@informateur.ci- Après quatre décennies de tensions et de rivalités internes, l’Église du christianisme céleste en Côte d’Ivoire tente de tourner la page de la division. Dimanche 24 août, les principales instances de l’institution ont lancé un appel solennel à l’union autour du nouvel homme fort du diocèse, l’assistant vénérable suprême évangéliste Justin Kouamé Ackah, récemment désigné chef diocésain.
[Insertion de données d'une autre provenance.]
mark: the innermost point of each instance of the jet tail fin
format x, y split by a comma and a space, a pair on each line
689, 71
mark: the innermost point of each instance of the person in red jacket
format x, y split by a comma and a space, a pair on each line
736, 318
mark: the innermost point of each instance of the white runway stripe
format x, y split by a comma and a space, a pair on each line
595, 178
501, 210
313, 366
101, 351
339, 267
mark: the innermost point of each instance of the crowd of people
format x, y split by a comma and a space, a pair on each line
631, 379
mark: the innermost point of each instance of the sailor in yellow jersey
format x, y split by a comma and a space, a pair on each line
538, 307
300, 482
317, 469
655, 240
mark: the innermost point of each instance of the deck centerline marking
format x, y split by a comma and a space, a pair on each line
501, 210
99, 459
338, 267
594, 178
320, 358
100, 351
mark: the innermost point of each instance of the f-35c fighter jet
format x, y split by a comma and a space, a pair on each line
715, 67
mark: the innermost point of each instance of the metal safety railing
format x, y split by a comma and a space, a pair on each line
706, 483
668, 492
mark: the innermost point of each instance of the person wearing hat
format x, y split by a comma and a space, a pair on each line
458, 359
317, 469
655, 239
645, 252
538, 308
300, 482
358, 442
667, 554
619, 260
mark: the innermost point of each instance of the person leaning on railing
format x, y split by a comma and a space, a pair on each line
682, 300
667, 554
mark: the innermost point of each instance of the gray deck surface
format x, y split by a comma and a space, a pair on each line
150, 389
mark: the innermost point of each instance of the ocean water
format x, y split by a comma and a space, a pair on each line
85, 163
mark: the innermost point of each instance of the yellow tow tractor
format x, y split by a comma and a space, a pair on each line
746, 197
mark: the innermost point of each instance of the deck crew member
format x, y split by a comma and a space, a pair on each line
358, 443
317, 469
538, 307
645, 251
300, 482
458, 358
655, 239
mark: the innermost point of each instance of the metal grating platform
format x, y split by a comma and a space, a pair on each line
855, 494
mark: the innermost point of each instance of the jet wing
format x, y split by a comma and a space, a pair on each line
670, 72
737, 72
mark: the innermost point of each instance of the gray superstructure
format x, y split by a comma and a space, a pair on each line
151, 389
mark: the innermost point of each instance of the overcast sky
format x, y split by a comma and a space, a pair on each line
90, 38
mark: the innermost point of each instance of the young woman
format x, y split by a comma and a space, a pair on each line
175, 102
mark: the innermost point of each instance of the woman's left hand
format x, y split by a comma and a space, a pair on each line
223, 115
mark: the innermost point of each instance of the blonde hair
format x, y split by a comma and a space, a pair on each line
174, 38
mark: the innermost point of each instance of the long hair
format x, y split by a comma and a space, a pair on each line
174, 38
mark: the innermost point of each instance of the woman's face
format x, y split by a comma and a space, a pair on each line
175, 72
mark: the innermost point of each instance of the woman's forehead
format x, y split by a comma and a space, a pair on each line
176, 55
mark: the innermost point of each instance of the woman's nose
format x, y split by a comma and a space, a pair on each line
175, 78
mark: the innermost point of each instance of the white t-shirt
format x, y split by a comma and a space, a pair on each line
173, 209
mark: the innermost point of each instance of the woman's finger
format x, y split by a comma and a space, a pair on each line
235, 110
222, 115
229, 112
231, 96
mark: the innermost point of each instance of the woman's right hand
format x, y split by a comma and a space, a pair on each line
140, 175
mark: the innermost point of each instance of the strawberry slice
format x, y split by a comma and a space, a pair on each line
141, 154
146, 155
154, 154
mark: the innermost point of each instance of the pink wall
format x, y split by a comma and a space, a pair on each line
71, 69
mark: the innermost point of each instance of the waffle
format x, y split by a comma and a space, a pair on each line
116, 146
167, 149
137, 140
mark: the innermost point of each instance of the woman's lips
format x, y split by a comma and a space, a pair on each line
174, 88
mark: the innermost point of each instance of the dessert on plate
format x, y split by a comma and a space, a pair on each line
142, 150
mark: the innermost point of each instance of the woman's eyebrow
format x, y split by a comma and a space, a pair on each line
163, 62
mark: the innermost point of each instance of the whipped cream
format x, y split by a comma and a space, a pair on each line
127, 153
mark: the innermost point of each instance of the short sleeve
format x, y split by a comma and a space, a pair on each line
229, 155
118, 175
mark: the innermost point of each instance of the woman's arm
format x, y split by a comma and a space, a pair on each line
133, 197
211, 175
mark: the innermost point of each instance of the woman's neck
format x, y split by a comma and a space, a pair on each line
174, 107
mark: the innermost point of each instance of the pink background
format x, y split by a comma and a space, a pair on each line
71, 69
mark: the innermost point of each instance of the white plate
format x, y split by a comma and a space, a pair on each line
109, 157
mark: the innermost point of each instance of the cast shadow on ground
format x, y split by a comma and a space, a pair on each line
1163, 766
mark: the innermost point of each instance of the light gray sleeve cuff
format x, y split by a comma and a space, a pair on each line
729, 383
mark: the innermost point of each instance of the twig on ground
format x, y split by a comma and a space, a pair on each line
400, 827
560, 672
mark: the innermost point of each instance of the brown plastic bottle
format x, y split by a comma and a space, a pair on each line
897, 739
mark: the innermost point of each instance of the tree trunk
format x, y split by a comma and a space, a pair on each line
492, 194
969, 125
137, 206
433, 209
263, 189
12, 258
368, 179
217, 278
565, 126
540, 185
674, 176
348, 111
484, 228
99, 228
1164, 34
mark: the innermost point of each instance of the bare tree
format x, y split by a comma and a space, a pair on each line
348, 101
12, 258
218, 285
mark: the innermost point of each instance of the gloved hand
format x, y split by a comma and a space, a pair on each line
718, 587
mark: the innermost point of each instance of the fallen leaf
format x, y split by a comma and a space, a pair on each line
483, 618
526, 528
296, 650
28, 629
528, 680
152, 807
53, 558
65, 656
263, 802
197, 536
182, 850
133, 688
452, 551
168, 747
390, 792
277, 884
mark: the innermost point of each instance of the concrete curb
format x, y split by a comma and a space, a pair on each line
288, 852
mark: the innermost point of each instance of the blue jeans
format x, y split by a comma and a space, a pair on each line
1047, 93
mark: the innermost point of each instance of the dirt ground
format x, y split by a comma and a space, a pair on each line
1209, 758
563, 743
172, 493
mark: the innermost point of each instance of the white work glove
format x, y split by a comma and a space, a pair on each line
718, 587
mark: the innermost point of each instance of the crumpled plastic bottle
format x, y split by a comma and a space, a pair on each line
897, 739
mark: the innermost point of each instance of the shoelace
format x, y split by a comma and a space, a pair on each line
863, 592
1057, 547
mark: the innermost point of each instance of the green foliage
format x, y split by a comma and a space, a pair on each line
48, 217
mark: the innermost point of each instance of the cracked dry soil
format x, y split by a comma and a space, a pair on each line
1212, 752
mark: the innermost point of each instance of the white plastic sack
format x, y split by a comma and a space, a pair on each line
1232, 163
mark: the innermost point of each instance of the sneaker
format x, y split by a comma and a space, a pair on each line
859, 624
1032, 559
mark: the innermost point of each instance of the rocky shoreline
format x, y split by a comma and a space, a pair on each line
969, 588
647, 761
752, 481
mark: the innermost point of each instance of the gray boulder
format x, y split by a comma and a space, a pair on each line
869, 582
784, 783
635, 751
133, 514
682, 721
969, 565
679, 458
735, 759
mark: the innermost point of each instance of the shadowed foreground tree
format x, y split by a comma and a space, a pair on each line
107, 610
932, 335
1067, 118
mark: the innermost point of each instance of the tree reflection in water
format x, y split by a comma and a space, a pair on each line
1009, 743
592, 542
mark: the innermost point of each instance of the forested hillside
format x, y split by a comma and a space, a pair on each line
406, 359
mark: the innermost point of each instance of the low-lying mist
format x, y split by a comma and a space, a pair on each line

Réunis au siège de Port-Bouët, les présidents des conseils nationaux des jeunes, des femmes, des prophètes et des chorales ont signé et lu une motion commune de soutien. Celle-ci confirme leur fidélité aux deux pasteurs mondiaux de l’Église, Bennett Adeogun et Emmanuel Oschoffa, tout en réaffirmant leur obéissance au nouveau responsable en Côte d’Ivoire. Justin Kouamé Ackah a été nommé par le Révérend Pasteur Bennett Adeogun pour succéder au Révérend Édiémou Blin Jacob, figure historique désormais chargé de mission auprès du chef mondial. Une transition qui n’a pas manqué de susciter de vifs débats au sein de la communauté céleste.
Dans son allocution, le nouveau chef diocésain a salué «l’engagement et la fidélité» des structures spécialisées de l’Église, estimant que la Côte d’Ivoire était «résolument engagée sur la voie de l’unité totale». Selon lui, près de 75 % des fidèles célestes ivoiriens reconnaissent déjà son autorité. «Nous sommes convaincus que, dans les jours à venir, le reste finira par nous rejoindre», a-t-il affirmé. Un appel à la constance dans la prière et à l’obéissance a été lancé aux fidèles, tandis qu’un plaidoyer a été adressé aux autorités nationales pour assurer la sécurité du nouveau chef diocésain, évoquant des menaces signalées à son encontre.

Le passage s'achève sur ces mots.